Hedge funds buy Chinese stocks for fourth consecutive week


By Summer Zhen

HONG KONG (Reuters) – Global hedge funds added to their holdings of Chinese equities for a fourth straight week, joining hordes of investors trying to get ahead of a rebound in the market.

The beaten-down stocks in the world’s second-largest economy have been rallying since February as Beijing ramped up measures to address economic challenges and as macro data showed signs of recovery.

Hedge funds bought Chinese stocks in the past seven out of eight weeks, Goldman Sachs prime brokerage team said in a note on Friday, seen by Reuters on Tuesday. The report didn’t disclose the amount of purchase.

China markets have unexpectedly outperformed world’s major markets so far this year with Hong Kong’s Hang Seng Index up by a third from its nadir in January. The MSCI China index is up 16% so far this year.

On Monday, Goldman Sachs raised the price targets for both MSCI China and China’s blue chip CSI 300 Index.

Some hedge fund investors are betting on the rally by buying call options as a way to capitalize bigger gains from the rise in stocks, Goldman Sachs said in a separate note on Friday.

“The combination of decade-low allocations to China from both hedge- and long-only mandates and the blistering pace of the recovery has caught investors off-guard in the past months,” analysts led by Kinger Lau wrote.

“The resulting performance pressures may have incentivized investors to close underweight gaps or raise exposures in Chinese stocks, likely reinforcing and fueling the upturn as the positive spiral takes hold.”
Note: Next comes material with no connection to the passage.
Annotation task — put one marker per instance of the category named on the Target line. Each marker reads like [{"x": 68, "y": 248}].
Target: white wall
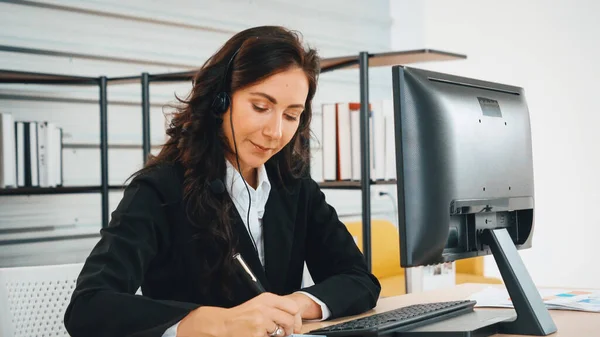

In its most recent moves to restore market confidence, China last week kicked off 1 trillion yuan ($138 billion) stimulus bond issues, and unveiled a flurry of measures to support the country’s struggling housing market.

Yet not all investors are convinced by the recovery narrative.

Indus Capital, a New York-based hedge fund, remains underweight on China, although it has recently added some stocks.

“The market still offers us more short opportunities than longs, particularly as we encounter more volatility due to ongoing economic challenges,” said Byron Gill, managing partner at Indus Capital, citing the country’s increasing deflation pressures.